4) A crisis seems to come from exhaustion and the sudden acknowledgment of the passage of time.
·         This is real. This happens every time I go to the gym; I'm exhausted and then I'm stunned that the "passage of time" has been two minutes.
·         Also, this happens to me every morning when it takes me a while to remember what day it is and I can’t open my eyes to check. And then when I do get up I want to go back to bed an hour later. And I can fall mouth-open-drooling-asleep in the car at any soccer practice.
·         So I guess this one gets the big tick because this happens to me every day?

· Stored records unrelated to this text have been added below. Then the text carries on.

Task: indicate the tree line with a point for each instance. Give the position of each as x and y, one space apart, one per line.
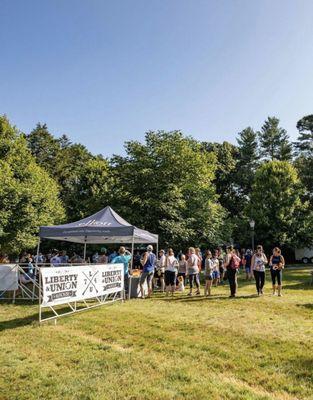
185 190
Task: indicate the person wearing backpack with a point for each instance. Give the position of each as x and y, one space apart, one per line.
258 262
232 264
277 264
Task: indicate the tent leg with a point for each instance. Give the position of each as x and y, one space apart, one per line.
85 245
131 268
36 269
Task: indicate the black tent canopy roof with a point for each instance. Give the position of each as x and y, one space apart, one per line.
105 226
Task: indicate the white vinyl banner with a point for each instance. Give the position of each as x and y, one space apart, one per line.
8 277
62 285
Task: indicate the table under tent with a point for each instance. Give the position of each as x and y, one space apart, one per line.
103 227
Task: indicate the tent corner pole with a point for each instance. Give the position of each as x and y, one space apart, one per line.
131 267
85 246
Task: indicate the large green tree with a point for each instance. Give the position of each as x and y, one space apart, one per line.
248 161
274 141
29 197
226 155
304 150
166 185
304 144
282 218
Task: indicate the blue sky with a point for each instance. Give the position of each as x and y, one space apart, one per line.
104 72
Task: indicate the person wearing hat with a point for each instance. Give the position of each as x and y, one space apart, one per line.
103 259
160 270
148 262
124 257
246 261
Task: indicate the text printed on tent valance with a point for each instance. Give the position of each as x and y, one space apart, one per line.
62 285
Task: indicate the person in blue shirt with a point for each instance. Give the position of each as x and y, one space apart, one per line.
148 262
123 257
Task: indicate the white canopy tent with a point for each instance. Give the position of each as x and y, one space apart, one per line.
105 226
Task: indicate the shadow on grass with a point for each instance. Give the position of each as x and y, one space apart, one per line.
201 298
32 319
299 286
18 322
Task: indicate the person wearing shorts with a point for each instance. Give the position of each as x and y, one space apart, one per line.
171 265
208 273
159 271
182 267
148 262
193 270
246 260
215 270
221 260
277 264
258 262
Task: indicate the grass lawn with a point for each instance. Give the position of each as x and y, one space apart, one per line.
182 348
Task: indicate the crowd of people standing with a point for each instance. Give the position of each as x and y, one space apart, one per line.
168 272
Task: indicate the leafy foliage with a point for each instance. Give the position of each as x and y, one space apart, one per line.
28 196
274 141
165 185
282 218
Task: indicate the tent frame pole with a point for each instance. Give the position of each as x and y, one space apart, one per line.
85 246
131 266
36 268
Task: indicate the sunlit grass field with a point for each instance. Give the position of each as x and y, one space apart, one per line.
181 348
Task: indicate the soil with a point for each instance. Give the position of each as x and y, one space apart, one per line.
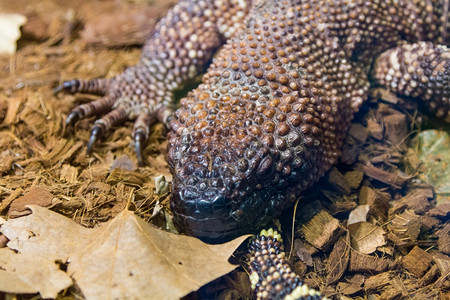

5) A sudden urge to lose weight
·         This isn’t true because it has never been sudden – it is a constant wish. In fact, I was just yelling at the guy at my gym that, his gym was broken. I am running and ellipticalling (see my dictionary for the definition) my way through the “passage of time” yet my weight remains the same. He asked me what I’m eating and I yelled at him saying, “I refuse to go on a diet! Because diets make me sad and there are too many sad things in the world. I only eat delicious food. If it's not good for me, I only have a little so sometimes I only eat a quarter of a sandwich. Also this happens quite a bit because there's always that chance that there will be chocolate cake soon and, if I had eaten already, I couldn’t have the chocolate cake. So I usually try not to eat very much in case there's cake or cookies or something.” And he said, “hmmm, can you think of food as fuel rather than delicious?” and I said, "sure" but with a little too much teenage angst and sarcasm and walked away to do hours of running – I ate brownies for dessert - my weight remains the same.

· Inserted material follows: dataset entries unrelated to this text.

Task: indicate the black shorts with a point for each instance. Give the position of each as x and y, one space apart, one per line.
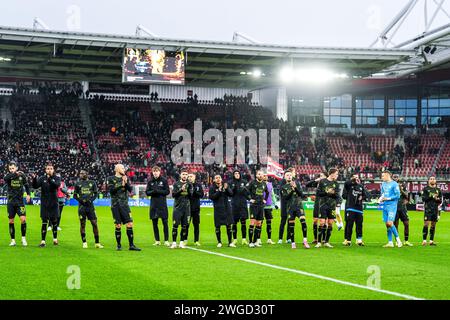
327 212
121 214
316 209
195 217
14 209
430 216
402 214
181 216
283 209
257 212
85 212
268 214
156 213
240 213
50 213
296 213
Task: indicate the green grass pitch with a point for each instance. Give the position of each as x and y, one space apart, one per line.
162 273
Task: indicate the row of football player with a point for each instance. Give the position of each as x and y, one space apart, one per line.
187 194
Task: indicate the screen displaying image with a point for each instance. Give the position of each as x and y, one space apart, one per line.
153 66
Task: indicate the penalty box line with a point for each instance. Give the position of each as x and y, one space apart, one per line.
308 274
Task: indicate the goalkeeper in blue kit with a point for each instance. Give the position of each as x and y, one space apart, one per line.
390 193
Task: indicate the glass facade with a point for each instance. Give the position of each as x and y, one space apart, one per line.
402 111
434 110
369 111
337 111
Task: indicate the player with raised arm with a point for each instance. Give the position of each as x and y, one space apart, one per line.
283 211
257 195
197 195
16 183
219 194
270 205
432 198
390 193
49 184
118 188
182 193
314 184
354 194
239 206
402 211
330 199
85 193
292 192
158 189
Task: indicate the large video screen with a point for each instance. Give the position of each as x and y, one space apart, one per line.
153 66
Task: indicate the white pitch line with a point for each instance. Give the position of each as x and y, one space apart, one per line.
346 283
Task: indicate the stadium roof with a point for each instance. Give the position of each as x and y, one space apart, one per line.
76 56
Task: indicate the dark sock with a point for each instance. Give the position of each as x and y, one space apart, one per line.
432 230
425 232
244 228
218 235
315 228
281 230
55 230
174 233
130 236
184 232
251 231
166 229
322 230
95 229
229 233
12 230
269 229
43 231
118 234
234 230
257 234
23 229
196 232
329 230
155 229
406 225
304 228
291 230
83 230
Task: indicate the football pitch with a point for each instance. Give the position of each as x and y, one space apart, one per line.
272 272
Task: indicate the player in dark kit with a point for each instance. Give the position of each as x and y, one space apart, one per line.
219 193
158 190
49 184
270 205
314 184
328 191
292 192
182 193
16 182
85 193
118 188
239 206
197 194
283 211
257 194
432 198
355 194
402 211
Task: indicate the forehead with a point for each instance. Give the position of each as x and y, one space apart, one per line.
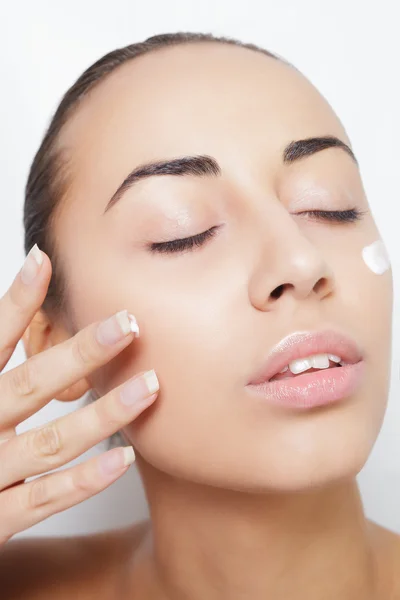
205 98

The rest of the signs/symptoms did not apply because they were about “sexying up” and having affairs.  And, as I have already said, I get excited when I can just throw on my nineties outfit and get one more day out of my dirty hair; and I'm way too tired to even go to the movies with my friend - who I always want to see and I always want to go to the movies with - so I definitely do not want to balance, like a pelican, on a bar stool - drinking drinks that I would not be able to "think of as fuel” - not getting hit on because I look like a hip grandma in my capri pants - and I have  recently developed a permanent scowl because I no longer tolerate stupid conversation  – and I currently assume every conversation with a stranger will end up being stupid. It's a new theory because I used to be nicer. This wasn't listed as a symptom but I think it must be. But I don't have time to test my theory because of "all there is" to life.

So I’m not sure what to think. It wasn’t really a score thing like, you have to say yes to more than five in order to be in crisis. So maybe I am just a tired, middle-aged woman who hates to shop? Or maybe its because I just had a birthday and I couldn't remember how old I was turning? But as a bright spot, I called my parents today and Dad had decided to give Facebook a try and said, "I think this Facebook thing is going to be really great!" So at least I am winning at Facebook?

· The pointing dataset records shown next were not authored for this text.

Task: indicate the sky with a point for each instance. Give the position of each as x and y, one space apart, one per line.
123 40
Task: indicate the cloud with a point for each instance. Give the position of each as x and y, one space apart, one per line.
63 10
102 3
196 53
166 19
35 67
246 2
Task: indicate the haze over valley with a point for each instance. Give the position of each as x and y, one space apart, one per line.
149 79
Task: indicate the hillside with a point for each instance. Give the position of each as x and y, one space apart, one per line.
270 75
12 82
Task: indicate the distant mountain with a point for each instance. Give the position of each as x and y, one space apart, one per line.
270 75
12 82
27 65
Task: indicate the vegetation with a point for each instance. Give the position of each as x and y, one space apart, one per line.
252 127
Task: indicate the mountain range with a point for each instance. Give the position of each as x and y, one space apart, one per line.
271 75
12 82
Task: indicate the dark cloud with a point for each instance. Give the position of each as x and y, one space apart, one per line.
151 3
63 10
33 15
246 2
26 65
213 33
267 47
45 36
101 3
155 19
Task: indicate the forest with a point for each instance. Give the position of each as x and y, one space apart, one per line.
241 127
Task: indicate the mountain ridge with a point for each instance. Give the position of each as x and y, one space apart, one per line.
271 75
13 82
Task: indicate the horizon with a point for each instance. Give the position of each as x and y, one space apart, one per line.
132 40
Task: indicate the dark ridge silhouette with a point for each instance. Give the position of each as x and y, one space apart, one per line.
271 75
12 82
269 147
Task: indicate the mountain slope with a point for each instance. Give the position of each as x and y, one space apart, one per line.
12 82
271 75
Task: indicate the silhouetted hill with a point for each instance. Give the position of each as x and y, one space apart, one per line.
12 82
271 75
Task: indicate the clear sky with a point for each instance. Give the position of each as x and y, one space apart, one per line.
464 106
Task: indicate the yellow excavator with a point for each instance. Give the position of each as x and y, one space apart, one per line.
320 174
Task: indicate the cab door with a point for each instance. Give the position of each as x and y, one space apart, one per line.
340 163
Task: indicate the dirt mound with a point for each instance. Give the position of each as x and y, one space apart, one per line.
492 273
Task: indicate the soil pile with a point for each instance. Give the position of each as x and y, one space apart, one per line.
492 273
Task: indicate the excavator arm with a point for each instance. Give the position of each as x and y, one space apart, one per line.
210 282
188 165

Either way, the symptom checker didn't help. I still feel like I'm lost in a maze and now it's sort of a horror maze; like from those Young Adult books (that I read and REALLY enjoy so I can't be that old) but instead of the creepy robot-bugs that eat you - I have little things dressed as cancer jumping out around one corner, followed by scary clowns around the next, interspersed with real-estate agents holding clip boards and assessing my dirty hair poking out in all directions, with judgey eyes and pursed lips that say, "welcome," but really mean, "you have no business here, do you." So who knows, maybe the exit is just around the next corner or maybe my next blog will be written from a one-room pod plugged into my friends house. Watch this space!